Der Bundesfinanzhof (BFH) hat mit Urteil vom 14. April 2015 (VI R 89/13) entschieden, dass Finanzämter die von einem Krankenversicherer nicht übernommenen Arzneimittel-Aufwendungen im Sinne des Arzneimittelgesetzes als außergewöhnliche Belastung berücksichtigen müssen, wenn die Medikation einer Krankheit geschuldet und deshalb ärztlich verordnet wurde. Dem Abzug steht nicht entgegen, dass ein Steuerpflichtiger wegen dieser Krankheit zugleich eine Diät halten muss.
Eine Frau und spätere Klägerin litt unter einer chronischen Stoffwechselstörung und nahm deswegen ärztlich verordnete Vitamine und andere Mikronährstoffe ein. Die Kosten für diese Präparate übernahm ihr Krankenversicherer nicht, so dass sie diese in ihrer Einkommensteuererklärung als Krankheitskosten und somit als sogenannte außergewöhnliche Belastung im Sinne von § 33 EStG geltend machte.
Das Finanzamt war der Ansicht, dass es sich bei Vitaminen und anderen Mikronährstoffen grundsätzlich um Diätverpflegung handele, die nicht als außergewöhnliche Belastung berücksichtigt werden könne.
Nachdem sie mit ihrem Einspruch unterlag, zog die Frau vor Gericht.
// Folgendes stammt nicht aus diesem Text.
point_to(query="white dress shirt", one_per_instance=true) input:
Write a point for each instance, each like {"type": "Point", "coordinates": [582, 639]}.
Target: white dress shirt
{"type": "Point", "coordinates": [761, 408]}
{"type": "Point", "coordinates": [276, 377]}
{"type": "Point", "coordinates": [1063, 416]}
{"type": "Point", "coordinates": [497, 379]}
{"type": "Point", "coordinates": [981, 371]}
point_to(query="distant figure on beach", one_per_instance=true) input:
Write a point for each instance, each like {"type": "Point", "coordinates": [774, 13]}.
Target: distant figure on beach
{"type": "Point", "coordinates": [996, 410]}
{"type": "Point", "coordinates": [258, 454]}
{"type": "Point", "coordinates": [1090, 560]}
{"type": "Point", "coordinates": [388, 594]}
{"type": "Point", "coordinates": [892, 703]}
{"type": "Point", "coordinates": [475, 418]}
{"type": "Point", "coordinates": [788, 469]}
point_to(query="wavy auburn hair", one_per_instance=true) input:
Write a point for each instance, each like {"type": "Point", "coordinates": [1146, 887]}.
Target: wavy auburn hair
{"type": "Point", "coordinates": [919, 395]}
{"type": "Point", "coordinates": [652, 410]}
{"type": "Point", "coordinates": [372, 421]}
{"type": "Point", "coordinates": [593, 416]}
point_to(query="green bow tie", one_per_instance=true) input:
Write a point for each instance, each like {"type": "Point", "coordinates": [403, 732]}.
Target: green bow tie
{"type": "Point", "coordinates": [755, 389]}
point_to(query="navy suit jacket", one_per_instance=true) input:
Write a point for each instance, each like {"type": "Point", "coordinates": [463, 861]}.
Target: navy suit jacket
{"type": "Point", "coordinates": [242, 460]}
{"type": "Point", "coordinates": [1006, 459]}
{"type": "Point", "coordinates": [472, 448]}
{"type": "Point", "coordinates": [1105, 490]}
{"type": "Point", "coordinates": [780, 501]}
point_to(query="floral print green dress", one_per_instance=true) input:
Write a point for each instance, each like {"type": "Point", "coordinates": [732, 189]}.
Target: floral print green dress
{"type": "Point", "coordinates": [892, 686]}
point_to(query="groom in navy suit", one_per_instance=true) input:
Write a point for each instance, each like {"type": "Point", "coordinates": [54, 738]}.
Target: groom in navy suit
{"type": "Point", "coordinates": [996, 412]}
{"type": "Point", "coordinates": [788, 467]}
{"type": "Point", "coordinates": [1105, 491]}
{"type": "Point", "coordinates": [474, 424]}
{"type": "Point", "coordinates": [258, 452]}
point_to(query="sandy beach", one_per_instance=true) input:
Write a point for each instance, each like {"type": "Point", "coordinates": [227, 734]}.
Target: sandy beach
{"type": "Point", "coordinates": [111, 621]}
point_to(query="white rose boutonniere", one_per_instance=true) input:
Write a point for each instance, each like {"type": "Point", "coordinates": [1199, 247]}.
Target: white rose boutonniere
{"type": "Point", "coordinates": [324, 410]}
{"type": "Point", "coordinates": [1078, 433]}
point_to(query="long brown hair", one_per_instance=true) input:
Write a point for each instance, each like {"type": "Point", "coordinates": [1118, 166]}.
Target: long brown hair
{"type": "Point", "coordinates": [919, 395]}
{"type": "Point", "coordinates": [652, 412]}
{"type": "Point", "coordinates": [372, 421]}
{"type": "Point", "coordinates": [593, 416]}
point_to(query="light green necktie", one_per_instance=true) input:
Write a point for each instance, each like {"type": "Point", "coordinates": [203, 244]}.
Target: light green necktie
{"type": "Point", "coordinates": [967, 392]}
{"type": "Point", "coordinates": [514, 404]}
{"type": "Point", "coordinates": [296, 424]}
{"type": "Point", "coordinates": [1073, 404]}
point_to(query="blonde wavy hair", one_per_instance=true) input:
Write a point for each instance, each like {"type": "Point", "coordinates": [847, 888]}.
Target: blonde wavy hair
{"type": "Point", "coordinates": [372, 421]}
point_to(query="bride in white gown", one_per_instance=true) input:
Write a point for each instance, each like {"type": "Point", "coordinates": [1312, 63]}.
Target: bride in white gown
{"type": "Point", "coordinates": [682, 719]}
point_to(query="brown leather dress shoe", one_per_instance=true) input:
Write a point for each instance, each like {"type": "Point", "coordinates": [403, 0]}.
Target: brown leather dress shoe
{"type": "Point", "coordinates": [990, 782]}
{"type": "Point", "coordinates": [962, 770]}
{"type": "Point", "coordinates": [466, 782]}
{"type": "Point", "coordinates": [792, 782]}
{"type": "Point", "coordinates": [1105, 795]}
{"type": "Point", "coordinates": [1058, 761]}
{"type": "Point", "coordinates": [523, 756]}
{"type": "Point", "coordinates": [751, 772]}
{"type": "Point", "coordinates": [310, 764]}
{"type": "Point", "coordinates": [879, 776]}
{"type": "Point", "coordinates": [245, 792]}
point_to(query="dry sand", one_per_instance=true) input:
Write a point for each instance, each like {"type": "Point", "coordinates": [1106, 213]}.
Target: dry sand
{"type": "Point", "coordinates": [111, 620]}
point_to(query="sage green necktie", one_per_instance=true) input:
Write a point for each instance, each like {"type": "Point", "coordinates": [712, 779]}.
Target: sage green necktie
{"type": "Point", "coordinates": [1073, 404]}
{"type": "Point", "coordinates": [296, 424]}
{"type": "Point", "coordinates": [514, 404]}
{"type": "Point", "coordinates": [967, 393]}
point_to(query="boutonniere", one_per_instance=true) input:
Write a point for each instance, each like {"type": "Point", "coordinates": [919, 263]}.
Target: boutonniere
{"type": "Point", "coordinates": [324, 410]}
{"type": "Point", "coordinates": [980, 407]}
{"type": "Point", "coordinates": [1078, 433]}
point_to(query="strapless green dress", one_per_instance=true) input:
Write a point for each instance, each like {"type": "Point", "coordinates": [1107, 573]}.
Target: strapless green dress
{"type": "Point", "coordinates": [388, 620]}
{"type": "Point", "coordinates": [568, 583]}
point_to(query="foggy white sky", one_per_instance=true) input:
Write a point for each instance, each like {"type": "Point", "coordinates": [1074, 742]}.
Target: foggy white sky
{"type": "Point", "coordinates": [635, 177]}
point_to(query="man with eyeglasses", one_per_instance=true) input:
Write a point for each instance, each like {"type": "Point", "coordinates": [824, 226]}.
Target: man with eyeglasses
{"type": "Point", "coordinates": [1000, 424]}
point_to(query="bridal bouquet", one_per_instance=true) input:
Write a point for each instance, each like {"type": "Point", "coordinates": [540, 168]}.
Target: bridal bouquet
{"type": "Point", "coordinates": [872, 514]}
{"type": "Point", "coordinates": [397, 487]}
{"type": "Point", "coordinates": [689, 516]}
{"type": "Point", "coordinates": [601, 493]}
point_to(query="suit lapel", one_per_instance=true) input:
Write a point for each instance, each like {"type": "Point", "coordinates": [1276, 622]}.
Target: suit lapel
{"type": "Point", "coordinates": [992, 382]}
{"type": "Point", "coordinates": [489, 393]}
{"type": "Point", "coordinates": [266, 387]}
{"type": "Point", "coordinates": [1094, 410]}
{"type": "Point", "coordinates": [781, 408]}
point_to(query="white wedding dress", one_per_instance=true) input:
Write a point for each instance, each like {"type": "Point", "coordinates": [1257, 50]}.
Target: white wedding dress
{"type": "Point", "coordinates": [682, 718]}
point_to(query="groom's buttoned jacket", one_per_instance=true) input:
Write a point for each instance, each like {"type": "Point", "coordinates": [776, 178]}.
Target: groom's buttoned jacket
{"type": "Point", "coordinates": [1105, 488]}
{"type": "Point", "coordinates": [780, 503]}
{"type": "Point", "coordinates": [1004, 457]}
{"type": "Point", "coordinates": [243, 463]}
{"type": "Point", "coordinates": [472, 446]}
Das erstinstanzlich mit dem Fall befasste Finanzgericht stellte sich auf den Standpunkt des Finanzamts und wies die Klage als unbegründet zurück. Die Klägerin erzielte mit ihrer beim BFH eingelegten Revision einen Etappensieg.
Der BFH vertrat die Auffassung, dass das Finanzgericht die grundlegende Feststellung, ob es sich bei den der Klägerin verordneten Präparaten um Nahrungsergänzungs-Mittel im Sinne von § 1 NemV (Verordnung über Nahrungsergänzung-Mittel) und somit um Lebensmittel oder aber um Arzneimittel handelt, nicht getätigt habe.
Das Abzugsverbot im Sinne von § 33 Absatz 2 Satz 3 EStG, wonach Aufwendungen, die durch Diätverpflegung entstehen, nicht als außergewöhnliche Belastung berücksichtigt werden können, gelte nur für Aufwendungen für Diätlebensmittel, nicht aber für Arzneimittel im Sinne des Arzneimittelgesetzes, welche nämlich keine Lebensmittel seien. Sie werden somit nicht zur Diätverpflegung im Sinne des Einkommensteuer-Gesetzes gezählt – und zwar auch dann nicht, wenn sie während einer Diät eingenommen werden.
Aufwendungen dafür sind vielmehr als Krankheitskosten nach § 33 Absatz 1 EStG zu berücksichtigen, wenn ihre Einnahme einer Krankheit geschuldet und die Zwangsläufigkeit (medizinische Indikation) der Medikation durch ärztliche Verordnung nachgewiesen ist. Der Umstand, dass der Steuerpflichtige wegen dieser Krankheit zugleich eine Diät halten muss, steht dem nicht entgegen.
Nach richterlicher Überzeugung hat das Finanzgericht die streitigen Präparate allein wegen der darin enthaltenen Inhaltsstoffe als Nahrungsergänzungsmittel eingestuft und dabei verkannt, dass sich der Lebensmittelkontrolle unterliegende Nahrungsergänzungsmittel von den zulassungspflichtigen Arzneimitteln nicht durch die Inhaltsstoffe, sondern durch die pharmakologische Wirkung unterscheiden.
Deswegen hat das Finanzgericht im zweiten Rechtsgang zu klären, ob es sich bei den eingenommenen Präparaten - wie von der Klägerin dargestellt - tatsächlich um ärztlich verordnete Arzneimittel im Sinne des Arzneimittelgesetzes handelt. Sofern das der Fall ist, muss der Klage stattgegeben werden.